Hull Daily Mail

Coronaviru­s wards to be built at HRI as precaution

TRUST NEEDS TO BE ‘OVER-PREPARED’

- By SOPHIE CORCORAN sophie.corcoran@reachplc.com @sophcorcor­an

TWO new wards will be built at Hull Royal Infirmary to care for patients who have tested positive for coronaviru­s.

Chris Long, chief executive of Hull University Teaching Hospitals NHS Trust, revealed the news in a video posted by the trust on Vimeo.

In the video, Mr Long also apologised to patients who have had their appointmen­ts and surgeries moved because of the “massive” impact of coronaviru­s on NHS services.

Mr Long described the past four months as a “rollercoas­ter” for the trust but says there are now fewer patients in hospital with the virus than there were previously.

However, plans have been made for the trust if Hull and the East Riding were to suffer a second wave of coronaviru­s.

Mr Long said: “We’re ready for that and all of our planning is based upon the assumption that we will see a second wave and hopefully if it comes, it won’t be as big as the first, but clearly my big concern is that we go into winter, and will have a lot of winter flu and Covid and all of the other viruses we expect at that time of year so our planning for this winter is going to have to be a different order of magnitude to what we have seen previously.”

Part of a long-term plan includes the constructi­on of two new wards, which will be built at the back of the tower block at Hull Royal Infirmary.

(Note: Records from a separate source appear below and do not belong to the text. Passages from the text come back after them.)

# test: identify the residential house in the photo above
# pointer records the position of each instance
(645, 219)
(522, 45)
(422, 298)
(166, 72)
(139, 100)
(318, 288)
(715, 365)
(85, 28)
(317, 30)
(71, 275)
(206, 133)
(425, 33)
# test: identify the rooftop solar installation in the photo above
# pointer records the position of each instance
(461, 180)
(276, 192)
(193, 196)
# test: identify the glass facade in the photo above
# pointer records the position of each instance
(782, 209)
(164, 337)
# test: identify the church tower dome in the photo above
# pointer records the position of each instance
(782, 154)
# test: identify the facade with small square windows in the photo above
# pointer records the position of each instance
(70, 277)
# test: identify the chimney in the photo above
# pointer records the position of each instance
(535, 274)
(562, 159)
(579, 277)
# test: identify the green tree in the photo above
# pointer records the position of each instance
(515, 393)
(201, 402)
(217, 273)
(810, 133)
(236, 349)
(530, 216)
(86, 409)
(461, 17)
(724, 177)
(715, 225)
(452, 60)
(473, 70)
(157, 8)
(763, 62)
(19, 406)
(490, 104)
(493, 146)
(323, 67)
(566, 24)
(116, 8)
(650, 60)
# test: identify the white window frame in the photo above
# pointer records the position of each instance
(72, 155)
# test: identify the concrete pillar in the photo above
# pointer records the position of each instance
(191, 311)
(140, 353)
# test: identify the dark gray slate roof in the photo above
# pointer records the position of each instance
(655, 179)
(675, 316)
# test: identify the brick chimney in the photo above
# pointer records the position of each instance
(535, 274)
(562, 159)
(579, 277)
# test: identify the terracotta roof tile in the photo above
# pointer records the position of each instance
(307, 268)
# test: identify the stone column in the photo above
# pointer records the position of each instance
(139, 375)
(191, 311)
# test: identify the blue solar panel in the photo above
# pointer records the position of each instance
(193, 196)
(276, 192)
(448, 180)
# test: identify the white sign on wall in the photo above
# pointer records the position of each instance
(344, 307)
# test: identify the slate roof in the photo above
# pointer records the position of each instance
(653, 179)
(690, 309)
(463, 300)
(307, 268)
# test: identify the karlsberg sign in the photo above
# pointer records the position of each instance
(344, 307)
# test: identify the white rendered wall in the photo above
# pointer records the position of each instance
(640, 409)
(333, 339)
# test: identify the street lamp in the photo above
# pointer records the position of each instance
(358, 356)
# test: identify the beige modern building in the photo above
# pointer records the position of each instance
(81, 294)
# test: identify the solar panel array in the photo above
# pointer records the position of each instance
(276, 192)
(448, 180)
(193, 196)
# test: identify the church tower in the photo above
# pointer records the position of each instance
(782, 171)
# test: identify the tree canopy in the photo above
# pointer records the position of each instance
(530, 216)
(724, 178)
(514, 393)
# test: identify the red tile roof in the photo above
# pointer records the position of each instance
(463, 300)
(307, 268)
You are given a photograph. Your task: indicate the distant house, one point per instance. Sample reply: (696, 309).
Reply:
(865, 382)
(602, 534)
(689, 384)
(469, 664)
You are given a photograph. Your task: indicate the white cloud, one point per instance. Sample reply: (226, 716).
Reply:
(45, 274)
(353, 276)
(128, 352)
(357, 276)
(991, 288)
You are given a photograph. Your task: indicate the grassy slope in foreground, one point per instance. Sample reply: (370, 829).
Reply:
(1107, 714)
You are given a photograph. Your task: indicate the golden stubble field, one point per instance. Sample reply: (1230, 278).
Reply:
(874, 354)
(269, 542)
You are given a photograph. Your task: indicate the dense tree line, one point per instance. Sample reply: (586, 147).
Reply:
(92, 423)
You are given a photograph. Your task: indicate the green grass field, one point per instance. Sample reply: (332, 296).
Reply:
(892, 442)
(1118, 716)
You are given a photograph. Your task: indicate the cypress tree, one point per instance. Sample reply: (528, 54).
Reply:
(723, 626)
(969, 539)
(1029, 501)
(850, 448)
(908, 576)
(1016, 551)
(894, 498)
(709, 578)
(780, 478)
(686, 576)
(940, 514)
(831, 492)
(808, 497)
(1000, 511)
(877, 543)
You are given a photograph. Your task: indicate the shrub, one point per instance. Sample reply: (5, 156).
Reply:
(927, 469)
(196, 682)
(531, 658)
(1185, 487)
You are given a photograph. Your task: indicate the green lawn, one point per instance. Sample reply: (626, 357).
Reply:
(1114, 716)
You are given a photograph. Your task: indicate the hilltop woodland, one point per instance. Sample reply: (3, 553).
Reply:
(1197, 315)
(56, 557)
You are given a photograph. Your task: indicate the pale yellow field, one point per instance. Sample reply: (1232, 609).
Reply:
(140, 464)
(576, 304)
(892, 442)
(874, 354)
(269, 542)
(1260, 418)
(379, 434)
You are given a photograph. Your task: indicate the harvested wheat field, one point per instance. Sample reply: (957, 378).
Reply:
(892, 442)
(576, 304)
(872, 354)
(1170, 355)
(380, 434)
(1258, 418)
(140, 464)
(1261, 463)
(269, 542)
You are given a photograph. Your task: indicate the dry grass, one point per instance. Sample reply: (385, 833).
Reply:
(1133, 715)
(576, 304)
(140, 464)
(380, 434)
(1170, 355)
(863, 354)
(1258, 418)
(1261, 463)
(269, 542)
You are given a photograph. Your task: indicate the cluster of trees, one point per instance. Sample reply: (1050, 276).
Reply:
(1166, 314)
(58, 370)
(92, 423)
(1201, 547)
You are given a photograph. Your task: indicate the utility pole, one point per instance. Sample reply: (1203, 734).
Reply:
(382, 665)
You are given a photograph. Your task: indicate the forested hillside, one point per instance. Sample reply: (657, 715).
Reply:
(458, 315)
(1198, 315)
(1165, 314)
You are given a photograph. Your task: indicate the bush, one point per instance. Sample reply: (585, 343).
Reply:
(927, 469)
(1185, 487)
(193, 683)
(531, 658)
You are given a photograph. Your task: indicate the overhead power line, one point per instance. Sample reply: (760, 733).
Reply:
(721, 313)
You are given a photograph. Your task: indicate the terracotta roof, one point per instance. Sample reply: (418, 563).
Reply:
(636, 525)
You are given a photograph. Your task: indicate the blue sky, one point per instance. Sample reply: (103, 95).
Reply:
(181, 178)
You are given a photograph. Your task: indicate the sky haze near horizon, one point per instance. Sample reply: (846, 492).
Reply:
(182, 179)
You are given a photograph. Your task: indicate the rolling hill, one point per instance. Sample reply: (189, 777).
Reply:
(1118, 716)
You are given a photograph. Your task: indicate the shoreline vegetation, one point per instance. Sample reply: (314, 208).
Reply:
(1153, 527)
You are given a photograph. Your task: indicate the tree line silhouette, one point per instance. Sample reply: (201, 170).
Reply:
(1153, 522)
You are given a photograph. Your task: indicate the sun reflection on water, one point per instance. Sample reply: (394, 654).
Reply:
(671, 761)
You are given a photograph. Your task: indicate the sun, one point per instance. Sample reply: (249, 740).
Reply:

Mr Long said: “We intend to use those for respirator­y patients with Covid and hopefully we won’t need anything like that capacity, but we just need to be over-prepared.”

He said that the overall impact coronaviru­s has had so far on our area is “absolutely massive” and added that due to the need to maintain social distancing and staff needing to change PPE productivi­ty within Hull University Teaching Hospitals NHS Trust has gone “right down.”

Mr Long said it will “take years to recover.”

At the beginning of lockdown, everything but urgent life and limb-saving treatment was cancelled while the Trust prepared for coronaviru­s. Usually, the trust sees 3,000 outpatient­s every day.

Mr Long said: “We can’t see the volume of patients we normally do and I’m afraid the consequenc­e is that people are going to have to wait longer for operations and other procedures.”

The chief executive apologised to patients who will experience delays in treatment due to coronaviru­s.

He said: “I am really, really sorry. None of us want to see people in pain, want to see people suffering or having to wait.

“We are doing everything we can to try and get through the work, we are doing everything we can to change the way that we do things and we’re looking at how we can work with partners and do things differentl­y and we are absolutely focused on getting you treated as quickly as we possibly can.”

Mr Long praised staff at Hull’s hospitals, saying: “I couldn’t be prouder of them.”